Digest #286 2024-11-26

Contributions

[368] 2024-11-25 22:50:28 BerndPaysan wrote:

proposal - Known undefined word XLERB

Author:

Bernd Paysan

Change Log:

2024-11-25 initial version

Problem:

For documentation purposes, running tests, and provoking exceptions there is a need for a word that is never in the dictionary.

Solution:

Reserve XLERB as word that is not in the dictionary. An ambiguous condition exists if the user tries to define XLERB (a warning probably is sufficient). The name XLERB has been used in Starting Forth for this documentation purpose.

Typical use:

XLERB comic in Starting Fortn

T{ ' ' catch xlerb -> -13 }T
T{ s" xlerb" find-name -> 0 }T
: e-xlerb s" 3 to xlerb" evaluate ;
T{ ' e-xlerb catch -> -13 }T

Proposal:

Append the following text to 3.3.1.2:

Neither the system nor programs shall create a definition with the name XLERB, which is reserved for documentation and tests of well-known undefined definitions.

Append the following ambiguous condition to 4.1.2, after item 2:

The definition name is XLERB.

Reference implementation:

empty

Testing:

T{ ' ' catch xlerb -> -13 }T
T{ s" xlerb" find-name -> 0 }T
: e-xlerb s" 3 to xlerb" evaluate ;
T{ ' e-xlerb catch -> -13 }T

Replies

[r1359] 2024-11-04 01:16:31 BerndPaysan replies:

proposal - minimalistic core API for recognizers

Concerning explicit access methods to xt-int/xt-comp/xt-post, I can offer the following compromise, as a result of observations made:

It turns out that you can not access xt-int and xt-comp by setting STATE, executing the translator, and then reverting STATE to the value before, because words can change STATE as part of their interpretation or compilation semantics, and in that case, the state change is a desired result of performing interpretation or compilation semantics.

However, it turns out that you can access xt-post that way, because the only word that possibly changes that state is [[, and that token is a) no visible at all to POSTPONE, and b) changes the state back to compilation state, the state POSTPONE was in anyhow.

So if your system allows full explicit access to all three possible states, all translators have to be defined by 'TRANSLATE:', and I can offer you three access methods. If you only want to implement POSTPONE, the following definition actually works:

: postpone ( "string" -- )
  parse-name forth-recognize ?found
  state @ >r -2 state ! execute r> state ! ; immediate

Further observations:

Gforth has >INTERPRET and >COMPILE, and doesn't use them, only >POSTPONE is used. In exactly one place, in POSTPONE. All other invocations are through EXECUTE or only taking the data. The rest is implementation, including the extension towards more of those access methods for more, user-defined states. The question is whether you need to standardize a tool that has no use case, even if you don't bury it.

A possible way to deal with this is to move this out to a separate proposal.

What has been quite useful is the EXECUTE interface for user-written interpreters, because these are interpret-only, and don't need the complication of state-dependent translators at all.

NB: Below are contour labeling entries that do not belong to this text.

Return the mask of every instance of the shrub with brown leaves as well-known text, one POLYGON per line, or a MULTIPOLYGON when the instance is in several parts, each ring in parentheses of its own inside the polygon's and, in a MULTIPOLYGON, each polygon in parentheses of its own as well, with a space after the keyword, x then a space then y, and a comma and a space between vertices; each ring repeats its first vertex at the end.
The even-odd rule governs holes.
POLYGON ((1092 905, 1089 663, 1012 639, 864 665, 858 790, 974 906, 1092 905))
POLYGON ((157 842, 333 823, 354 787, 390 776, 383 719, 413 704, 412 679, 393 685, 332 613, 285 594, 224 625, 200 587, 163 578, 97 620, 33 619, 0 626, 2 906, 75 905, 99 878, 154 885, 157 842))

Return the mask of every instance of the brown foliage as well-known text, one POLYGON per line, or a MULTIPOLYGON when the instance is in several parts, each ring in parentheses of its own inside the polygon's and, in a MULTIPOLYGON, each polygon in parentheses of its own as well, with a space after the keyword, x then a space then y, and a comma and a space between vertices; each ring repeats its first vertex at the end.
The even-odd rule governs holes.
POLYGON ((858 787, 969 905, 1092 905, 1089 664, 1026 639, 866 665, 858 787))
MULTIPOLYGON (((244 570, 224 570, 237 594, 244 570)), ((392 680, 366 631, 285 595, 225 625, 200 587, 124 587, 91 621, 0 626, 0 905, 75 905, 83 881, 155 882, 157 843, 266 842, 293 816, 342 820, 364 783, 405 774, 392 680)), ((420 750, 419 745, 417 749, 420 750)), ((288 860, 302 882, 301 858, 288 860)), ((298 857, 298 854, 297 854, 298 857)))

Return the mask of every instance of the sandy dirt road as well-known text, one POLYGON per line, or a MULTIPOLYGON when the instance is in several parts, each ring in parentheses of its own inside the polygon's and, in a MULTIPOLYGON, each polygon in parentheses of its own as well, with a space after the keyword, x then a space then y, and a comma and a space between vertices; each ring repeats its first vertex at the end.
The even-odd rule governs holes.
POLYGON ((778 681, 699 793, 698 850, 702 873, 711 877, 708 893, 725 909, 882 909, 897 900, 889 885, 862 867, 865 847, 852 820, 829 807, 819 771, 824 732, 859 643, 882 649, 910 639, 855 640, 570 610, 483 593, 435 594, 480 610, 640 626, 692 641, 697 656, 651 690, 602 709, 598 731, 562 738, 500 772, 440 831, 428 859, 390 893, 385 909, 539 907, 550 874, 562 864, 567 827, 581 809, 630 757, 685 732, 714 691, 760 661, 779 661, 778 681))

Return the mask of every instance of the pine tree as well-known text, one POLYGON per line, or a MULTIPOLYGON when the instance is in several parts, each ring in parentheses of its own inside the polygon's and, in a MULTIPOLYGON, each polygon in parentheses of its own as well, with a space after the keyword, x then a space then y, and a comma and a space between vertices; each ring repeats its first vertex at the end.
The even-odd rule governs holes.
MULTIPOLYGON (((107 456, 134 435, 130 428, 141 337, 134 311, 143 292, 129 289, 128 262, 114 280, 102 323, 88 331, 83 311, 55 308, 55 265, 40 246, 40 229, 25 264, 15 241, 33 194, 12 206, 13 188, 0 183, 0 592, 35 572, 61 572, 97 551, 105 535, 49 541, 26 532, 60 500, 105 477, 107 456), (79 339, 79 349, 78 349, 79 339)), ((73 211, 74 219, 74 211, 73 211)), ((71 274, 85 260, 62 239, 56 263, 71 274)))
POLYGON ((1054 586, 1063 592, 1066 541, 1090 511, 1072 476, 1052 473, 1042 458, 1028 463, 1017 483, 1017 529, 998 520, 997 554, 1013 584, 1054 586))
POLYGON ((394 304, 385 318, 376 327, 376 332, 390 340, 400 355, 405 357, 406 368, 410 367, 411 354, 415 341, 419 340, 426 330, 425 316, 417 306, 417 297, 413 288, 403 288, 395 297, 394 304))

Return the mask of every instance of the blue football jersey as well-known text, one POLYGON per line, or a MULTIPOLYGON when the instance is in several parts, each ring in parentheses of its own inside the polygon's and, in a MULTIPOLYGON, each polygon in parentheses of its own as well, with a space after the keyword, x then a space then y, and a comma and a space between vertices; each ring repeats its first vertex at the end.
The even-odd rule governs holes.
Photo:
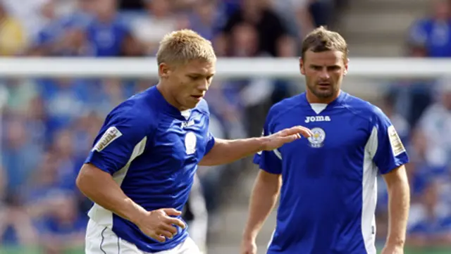
POLYGON ((409 160, 390 120, 344 91, 327 105, 302 94, 271 108, 264 134, 295 125, 313 136, 254 160, 283 179, 268 253, 375 254, 377 174, 409 160))
MULTIPOLYGON (((108 115, 85 163, 110 173, 125 195, 147 210, 172 208, 181 211, 197 163, 214 145, 208 128, 205 101, 181 112, 153 87, 108 115)), ((187 229, 178 227, 173 239, 159 243, 97 204, 88 215, 144 252, 174 248, 187 236, 187 229)))

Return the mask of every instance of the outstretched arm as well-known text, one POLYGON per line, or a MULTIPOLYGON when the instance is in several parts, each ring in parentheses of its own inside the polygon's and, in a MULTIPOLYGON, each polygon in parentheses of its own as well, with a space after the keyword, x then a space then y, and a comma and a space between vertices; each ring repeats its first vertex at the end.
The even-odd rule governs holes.
MULTIPOLYGON (((384 174, 388 189, 388 236, 386 253, 397 253, 395 250, 402 249, 405 243, 406 228, 409 216, 410 191, 405 167, 402 165, 384 174)), ((385 252, 383 252, 385 253, 385 252)))
POLYGON ((199 164, 211 166, 230 163, 261 151, 274 150, 285 143, 299 139, 301 135, 308 137, 311 132, 305 127, 297 126, 259 138, 235 140, 216 139, 214 146, 199 164))

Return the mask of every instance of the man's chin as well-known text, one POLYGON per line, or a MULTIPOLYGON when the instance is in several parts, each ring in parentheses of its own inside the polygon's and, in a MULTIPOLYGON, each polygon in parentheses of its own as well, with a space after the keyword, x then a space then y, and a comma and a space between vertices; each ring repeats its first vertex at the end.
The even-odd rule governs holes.
POLYGON ((315 96, 321 99, 329 99, 333 96, 333 92, 331 91, 316 91, 314 93, 315 96))

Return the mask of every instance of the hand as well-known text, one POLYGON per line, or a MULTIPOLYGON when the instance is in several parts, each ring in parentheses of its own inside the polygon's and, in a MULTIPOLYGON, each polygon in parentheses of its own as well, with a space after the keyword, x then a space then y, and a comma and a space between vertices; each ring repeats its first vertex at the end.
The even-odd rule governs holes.
POLYGON ((265 136, 266 139, 263 150, 273 151, 278 148, 286 143, 292 142, 296 139, 300 139, 301 135, 308 138, 313 135, 310 129, 302 127, 295 126, 289 129, 285 129, 272 135, 265 136))
POLYGON ((241 243, 240 254, 257 254, 257 244, 254 240, 244 240, 241 243))
POLYGON ((381 254, 404 254, 404 248, 401 246, 388 245, 384 247, 381 254))
POLYGON ((179 219, 171 216, 179 216, 182 214, 173 208, 163 208, 147 212, 142 218, 138 220, 136 225, 140 229, 150 238, 159 242, 164 242, 166 238, 171 239, 177 234, 178 226, 185 229, 186 225, 179 219))

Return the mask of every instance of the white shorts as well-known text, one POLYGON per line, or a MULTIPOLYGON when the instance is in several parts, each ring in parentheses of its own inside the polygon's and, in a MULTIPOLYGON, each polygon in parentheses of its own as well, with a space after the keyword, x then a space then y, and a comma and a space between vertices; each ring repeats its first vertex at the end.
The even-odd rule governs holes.
POLYGON ((189 237, 170 250, 153 253, 140 250, 135 244, 120 239, 111 229, 99 225, 92 220, 87 223, 85 252, 86 254, 201 254, 196 243, 189 237))

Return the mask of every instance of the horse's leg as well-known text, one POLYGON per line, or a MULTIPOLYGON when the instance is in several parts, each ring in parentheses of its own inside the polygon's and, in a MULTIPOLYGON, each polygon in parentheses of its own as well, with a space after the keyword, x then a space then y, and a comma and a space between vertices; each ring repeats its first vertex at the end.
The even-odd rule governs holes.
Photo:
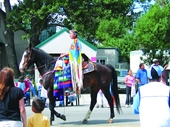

[r1360] 2024-11-04 04:06:09 JimPeterson replies:

testcase - Incorrect test case

MSB is not -1. It's the same as MIN-INT.

[r1361] 2024-11-04 11:21:24 BerndPaysan replies:

proposal - minimalistic core API for recognizers

Sleeping over it added a few ideas:

The invocation through changing STATE and restoring it works (in general) for translators that will definitely not change STATE as part of their own operation, e.g. translators for literals. It also works (as a special case) for POSTPONE, so a standard implementation of POSTPONE using that method is possible. The postpone mode itself, which needs to change STATE at [[ relies on the dispatch through STATE without setting and restoring STATE around the invocation, so it also works.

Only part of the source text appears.